Mrs. Doris Hunter, who was directing the show asked Ray and I if we could put something together as a closing act. We enlisted Richard Ray Miller and the three of us created a skit called “The Barber and the Boy”. It was a three-character comedy, despite only two named in the title. I played the Barber, Ray Ayres was the Boy and Richard Ray Miller played the Man. It was basically sight gags and slapstick. The Boy comes into the shop for a haircut. I show him to the chair. Just as he sits down in walks the Man. The Man proceeds to remove several coats, shirts, pants and hats. The Boy has a large lollypop. He goes and hands it to the man to hold. The man begins licking the candy and the Boy goes over and slaps him. I do various things while cutting the Boy’s hair. I snip off an ear with  hedge clippers (fake rubber ears, real hedge clipper), and then I lather up his face for a shave. Meanwhile, the Man gets up and does more silly dances or other things.

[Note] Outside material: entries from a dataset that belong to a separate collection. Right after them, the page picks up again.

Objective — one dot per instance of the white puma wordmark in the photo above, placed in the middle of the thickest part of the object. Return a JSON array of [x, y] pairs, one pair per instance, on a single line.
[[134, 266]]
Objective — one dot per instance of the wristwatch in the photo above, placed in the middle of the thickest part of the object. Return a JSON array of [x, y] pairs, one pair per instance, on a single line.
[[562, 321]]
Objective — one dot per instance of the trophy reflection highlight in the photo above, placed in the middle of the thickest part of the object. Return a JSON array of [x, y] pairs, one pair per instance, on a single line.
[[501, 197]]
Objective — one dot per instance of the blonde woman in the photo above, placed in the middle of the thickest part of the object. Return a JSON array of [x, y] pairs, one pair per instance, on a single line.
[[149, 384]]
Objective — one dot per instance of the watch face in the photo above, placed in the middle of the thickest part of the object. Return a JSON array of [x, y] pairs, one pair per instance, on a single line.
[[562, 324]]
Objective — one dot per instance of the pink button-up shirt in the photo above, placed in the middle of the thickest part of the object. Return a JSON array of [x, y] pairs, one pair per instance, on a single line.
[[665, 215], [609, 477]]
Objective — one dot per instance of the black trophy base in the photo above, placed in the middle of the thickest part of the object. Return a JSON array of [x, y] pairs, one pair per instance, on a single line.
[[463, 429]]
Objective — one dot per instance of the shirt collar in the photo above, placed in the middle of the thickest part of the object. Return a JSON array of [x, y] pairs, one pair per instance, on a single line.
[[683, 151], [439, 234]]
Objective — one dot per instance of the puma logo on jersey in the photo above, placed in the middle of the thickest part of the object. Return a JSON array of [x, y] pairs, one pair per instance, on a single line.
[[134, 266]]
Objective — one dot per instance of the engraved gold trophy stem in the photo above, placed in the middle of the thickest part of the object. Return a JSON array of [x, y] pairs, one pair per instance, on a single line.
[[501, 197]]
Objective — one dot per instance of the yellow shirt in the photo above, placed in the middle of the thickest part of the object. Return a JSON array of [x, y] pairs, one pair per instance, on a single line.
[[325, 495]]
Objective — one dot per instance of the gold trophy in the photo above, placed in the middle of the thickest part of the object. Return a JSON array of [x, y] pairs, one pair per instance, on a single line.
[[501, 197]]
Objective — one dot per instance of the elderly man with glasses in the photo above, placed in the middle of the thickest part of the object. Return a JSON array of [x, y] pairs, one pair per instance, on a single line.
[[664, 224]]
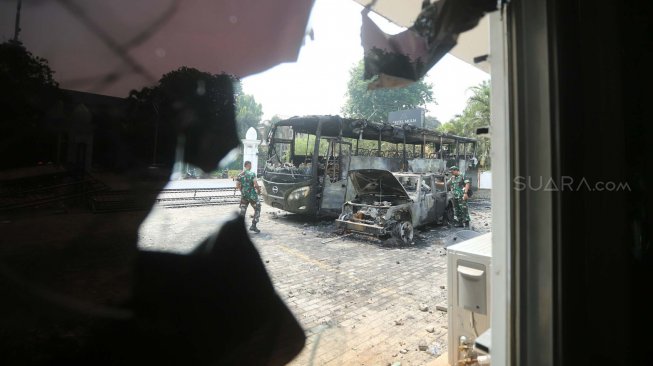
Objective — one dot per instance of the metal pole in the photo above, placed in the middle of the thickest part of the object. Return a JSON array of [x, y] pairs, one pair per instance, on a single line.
[[378, 153], [403, 163], [423, 144], [19, 4]]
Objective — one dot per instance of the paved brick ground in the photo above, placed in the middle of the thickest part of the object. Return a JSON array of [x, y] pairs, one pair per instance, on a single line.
[[357, 298], [351, 294]]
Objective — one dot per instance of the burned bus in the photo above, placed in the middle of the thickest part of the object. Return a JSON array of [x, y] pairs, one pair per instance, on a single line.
[[309, 158]]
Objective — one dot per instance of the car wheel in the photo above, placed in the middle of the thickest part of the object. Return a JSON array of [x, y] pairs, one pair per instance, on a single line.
[[403, 232], [448, 216]]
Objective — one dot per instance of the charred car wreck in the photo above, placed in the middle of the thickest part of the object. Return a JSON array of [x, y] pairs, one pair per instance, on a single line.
[[310, 157], [386, 204]]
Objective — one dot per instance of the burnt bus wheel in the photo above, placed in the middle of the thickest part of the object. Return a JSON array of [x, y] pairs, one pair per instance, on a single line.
[[403, 232]]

I cover The Boy’s head with a scorching hot towel. The Boy screams and flails his arms. When I remove the towel the Boy is bald. He points a finger at me as if it is a gun. There is a loud bang and I fall to the stage, circle about on my elbow and then fall head first off the apron into the aisle where I summersault into a dead spread eagle position. I had to stay this way until the audience filed out.


It was risky business snipping off one of the rubber ears with the large and bulky hedge clippers. I imagine today our little act would have been banned as too violent and I would have been arrested as a terrorist for bringing hedge clippers to school.


We also wrote a second skit we did at the halfway point of the Variety Show. This was the “Flea Spray Ad”. Here it is in its entirety:

Two men come on stage to dance before the curtain. They spot a sexy French Girl in the aisle with a poodle. One man goes downstage to pet the dog.  When he returns he is itchy. The other man starts to help him scratch. A Third Man  enters with a squirt gun. He sprays at the men and they stop scratching. The Third Man smiles and they thank him and the first two men exit. Then the Third Man gets itchy and falls onto the stage floor scratching
. The other two men return and carry him off.


This was our cast:

1st Man Ray Ayres

2nd Man Larry Eugene Meredith

French Girl                           Jeanette Richards (pictured)

Spray Man                            Richard Raymond Miller


Call it silly or corny, but these things got great audience reactions and made us names in the class and around the campus. I had come a long way from whom I was in Downingtown Junior High.